Pensando bem, ler é como viajar para outro universo sem sair de casa(...)”
Ricardo Azevedo
Ao pensarmos em literatura infanto-juvenil, logo vêm em nossa mente histórias
fabulosas e encantadoras como Narizinho Arrebitado, primeira obra infantil de Monteiro
Lobato, na qual mais adiante acaba por compor O Sitio do Pica-pau amarelo; contos de
fadas como por exemplo Cinderela e Branca de Neve dos Irmãos Grimm, entre outros.

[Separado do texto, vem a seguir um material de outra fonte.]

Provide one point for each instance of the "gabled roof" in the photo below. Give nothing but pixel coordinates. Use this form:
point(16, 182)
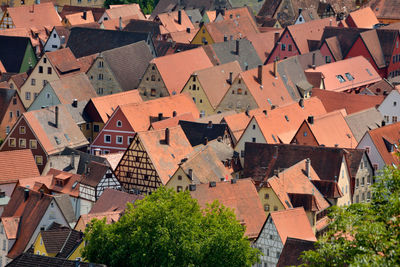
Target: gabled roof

Todavia a Literatura infanto-juvenil, não é composta apenas desses grandes contos das
décadas passadas, pois a cada dia este gênero nos presenteia com um autor e com uma
história nova, e com isso críticos literários procuram cada vez mais histórias infantis e
juvenis para serem trabalhadas em suas teses e dissertações de mestrado e doutorado,
autores como Lygia Bojunga Nunes, Ana Maria Machado, Marina Colassanti, Sylvia
Orthof, dentre outros, como aponta Turchi (2006) em Espaço da crítica da literatura
infantil e juvenil.
A crítica literária serve para promover a valorização da literatura infantil e juvenil
como instituição literária, tornando-se objeto de investigação científica. A Crítica tem
possibilitado a construção de uma história da literatura infantil brasileira, visto que quanto
mais se estuda a obra mais se confirma a qualidade desta. Tanto para Peter Hunt (1990)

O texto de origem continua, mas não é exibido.